The Celtic Tiger came into being because the Irish Parliament set the corporate tax level at 12.5%, much lower than the rest of the EU and the USA. Multinational corporations set up shop there and hired lots of Irish workers. But those corporations didn't go to Ireland because the locals were great workers, the move was to create tax shelters. Other than the pay for the workers the country didn't benefit. All that corporate profit didn't stay in Ireland, didn't enhance the local quality of life. That is now being called tax piracy. The same thing is behind the faulty claim that we shouldn't tax the rich because they create jobs. Even in the boom times the national budget was being starved of income.

The lack of local investment wasn't the only problem. As in America and elsewhere in Europe the drive to deregulate made the Irish more vulnerable.

Then the worldwide recession hit. Those big multinationals had to save money. Since they had no stake in Irish society (or any society) they shed workers. The recession hit Ireland first and developed into a depression. The national government, already strapped for cash could only handle the unemployed by going into debt. Until it couldn't.

There were austerity budgets, intended to calm the credit markets and get the economy booming again. Neither happened. The government told the people, "We're all in this together." The Irish people could easily see the lie -- perhaps 300 people living large and 4 million paying the tab.

The Irish people also saw something else. There had been a ladder that allowed the working class to climb to the middle class and the middle class to climb, perhaps, into the world of the rich. That ladder is being burned. Helping the poor isn't just about money (for something to eat and a place to stay). It's also about access to services that improve quality of life and expand choices in life. Those services are disappearing. Irish life is being divided into the rich and everyone else and the wall between the two is being built higher.

Austerity didn't work. Yet the price of the EU bailout is more austerity. It deeply affects everyone -- except the people who engineered the mess. Another way out is to raise that corporate tax rate. But that is one thing the government won't consider.

To those of us in America does any of this sound -- even remotely -- familiar?

Too many efforts by the American government are promoted solely by the number of jobs they will create. Yes, America needs job and lots of them. But America needs a lot more than just jobs. We need a way for the working class to climb into prosperity. We need protections for the environment. We need improved quality of life. Austerity won't get us there and will likely burn the methods of getting there. What will get us there? Raising taxes.

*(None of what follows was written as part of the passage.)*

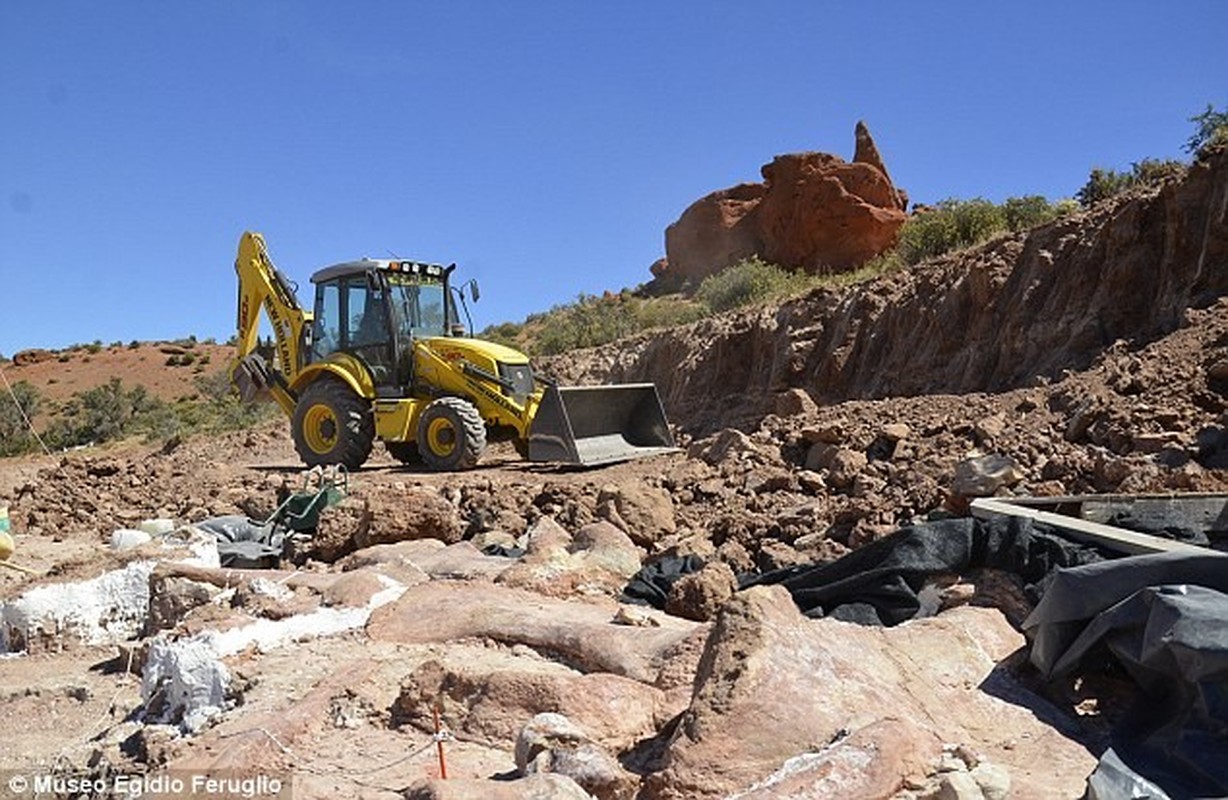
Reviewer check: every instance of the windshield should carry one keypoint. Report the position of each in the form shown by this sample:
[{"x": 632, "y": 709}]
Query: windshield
[{"x": 420, "y": 307}]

Sara Robinson took a look at why so many working and middle class Americans appear to be voting against their own economic interests by voting for the GOP. The insight is through a new poll about how Americans view the Bush tax cuts about to expire and in particular about the taxes on those who make over $250,000 a year.

The question was what is the percentage of families that make over $250K? Average guess is 17%. People think that about 1 family in 6 makes that kind of money. If true, then a typical family has a reasonable chance, with a little work, of pulling down the big bucks, and when they do they don't want Uncle Sam taking it all.

The real value is less than 3% of Americans make more than $250,000 a year. That's somewhere between 1 in 35 and 1 in 50 families. The average working Joe has no chance, outside a winning lottery ticket, of needing to worry about that tax bracket.

That means conservatives have pulled a masterful con job. They've convinced more people that upward mobility is possible while at the same time they've closed off the avenues for making that mobility happen.